Understand whether there is a specific reason for this (e.g. behaviour of other students in the classroom) or whether this relates to their own anxieties/concerns about their health.

If the concern relates to the behaviour of other students in the classroom, reassure the student that you will watch out for this behaviour in subsequent classes/seminars. Where this behaviour is repeated you should manage it in the way defined in the above answer.

If the concern relates to a student’s own anxieties, you should reassure the students of the safety of campus, referring them to the steps that have been taken. The student should be encouraged to talk to their Academic Mentor and can be reminded of the various support services that are available to them.

How do I manage rumours circulating about the health of a student in my class/seminar?

Remind the students that the LSE Trace system in place is designed to inform them as quickly as possible if they were a close contact of anyone who had become unwell.

Remind them that the social distancing of desks in the classroom, wearing of masks, and ventilation should protect them from transmission even if they have been in the classroom with a student or teacher who has COVID-19. These measures go beyond those in most workplaces and the government guidelines.

Reassure the students that seasonal flu and colds are very common in the winter months in the UK.

Reach out to the student concerned via an email if they have been absent from class. In this email, as you usually would for an absent student, inquire after their health and if they need any help from you.

Try to ascertain whether there is any truth to the rumour by contacting the relevant Academic Mentor and Department Manager. They will usually be informed if their mentee is unwell or if there is a case within their department.

If the rumours are not confirmed, reassure the students that the rumour are unfounded and inform them of the behaviours expected of all students as outlined in the COVID-Safe Code. These specifically mention not stigmatising or assuming that people are unwell with COVID-19.

If true, you should reassure the students of the procedures that are followed in this situation and that if there is a concern for other students, someone will be in touch through the LSE Trace system.

What do I do if I witness a negative incident between students?

You should intervene and attempt to de-escalate the situation. Bullying is not permitted within the LSE Community. Then you should refer the student to their academic mentor.

For further advice you can contact Pete Evanson (, the School Senior Advocate for Students.

What do I do if a student complains about the behaviour of another student?

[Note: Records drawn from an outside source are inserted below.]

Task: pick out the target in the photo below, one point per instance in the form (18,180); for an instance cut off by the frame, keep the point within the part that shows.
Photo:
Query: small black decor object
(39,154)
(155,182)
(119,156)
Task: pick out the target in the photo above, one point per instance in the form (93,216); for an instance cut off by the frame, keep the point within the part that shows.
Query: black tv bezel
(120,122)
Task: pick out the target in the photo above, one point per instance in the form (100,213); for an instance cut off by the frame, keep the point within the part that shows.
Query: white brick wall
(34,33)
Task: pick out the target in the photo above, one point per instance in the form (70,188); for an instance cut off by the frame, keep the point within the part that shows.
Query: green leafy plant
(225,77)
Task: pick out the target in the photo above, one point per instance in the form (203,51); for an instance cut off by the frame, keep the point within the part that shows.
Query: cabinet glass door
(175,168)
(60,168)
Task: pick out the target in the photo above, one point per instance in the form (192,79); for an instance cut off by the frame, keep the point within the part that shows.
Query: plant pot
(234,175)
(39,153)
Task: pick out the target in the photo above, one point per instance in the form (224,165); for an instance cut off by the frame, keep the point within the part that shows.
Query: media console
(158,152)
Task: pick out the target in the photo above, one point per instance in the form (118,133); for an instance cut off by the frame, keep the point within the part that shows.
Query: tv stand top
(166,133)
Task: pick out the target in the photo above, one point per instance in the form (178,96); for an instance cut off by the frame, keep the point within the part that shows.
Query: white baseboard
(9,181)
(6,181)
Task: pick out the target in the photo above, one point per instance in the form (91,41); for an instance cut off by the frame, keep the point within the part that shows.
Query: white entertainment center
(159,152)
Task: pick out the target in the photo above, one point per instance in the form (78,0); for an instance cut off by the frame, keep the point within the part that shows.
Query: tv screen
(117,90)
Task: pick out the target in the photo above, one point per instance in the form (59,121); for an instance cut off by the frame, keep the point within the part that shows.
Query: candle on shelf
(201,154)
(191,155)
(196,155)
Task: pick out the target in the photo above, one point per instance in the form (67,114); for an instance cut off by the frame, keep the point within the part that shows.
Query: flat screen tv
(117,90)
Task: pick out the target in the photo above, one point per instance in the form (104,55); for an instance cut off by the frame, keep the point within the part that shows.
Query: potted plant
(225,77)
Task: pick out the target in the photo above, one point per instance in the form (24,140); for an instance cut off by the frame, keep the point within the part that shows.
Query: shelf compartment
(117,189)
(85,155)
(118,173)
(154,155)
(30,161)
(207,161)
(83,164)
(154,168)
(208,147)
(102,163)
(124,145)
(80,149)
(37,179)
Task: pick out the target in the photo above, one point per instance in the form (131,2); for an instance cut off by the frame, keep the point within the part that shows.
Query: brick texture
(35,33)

If a student complains another student is not complying with safety guidance then you should have individual online meetings with each of the students involved to inquire further. For the student who is not complying you can refer them to the COVID-Safe Code and to the health addendum that they agreed to abide by as part of their conditions of registration. Explain that if they do not follow guidelines this may lead to outbreaks and the shut-down of the campus.

If a student alleges that they have experienced bullying behaviour from another student then refer them for support to their academic mentor.

For further advice you can contact Pete Evanson (, the School Senior Advocate for Students.

What should I do if I get sick?

If you feel unwell while at home you should contact your course convenor/programme director and your Departmental Manager as soon as possible.

If you feel unwell while on campus, go home as soon as possible and contact the Course Convenor, the relevant Programme Director and/or Deputy Head Teaching and your Departmental Manager.

If you feel unwell, check whether the symptoms you have are those of COVID-19 rather than the flu or a common cold. If you believe you exhibit COVID-19 symptoms, get a COVID-19 test as soon as possible and follow, if necessary, the guidance in the Staff Quarantine Protocol.

Depending on your symptoms and how you are feeling you could consider delivering your class(es) online as a zoom call.

Who will support me in my role?

Your Course Convenor and Department Mentor, along with your Deputy Head of Department (Teaching/Education) will all be able to provide you support within your department if you need it.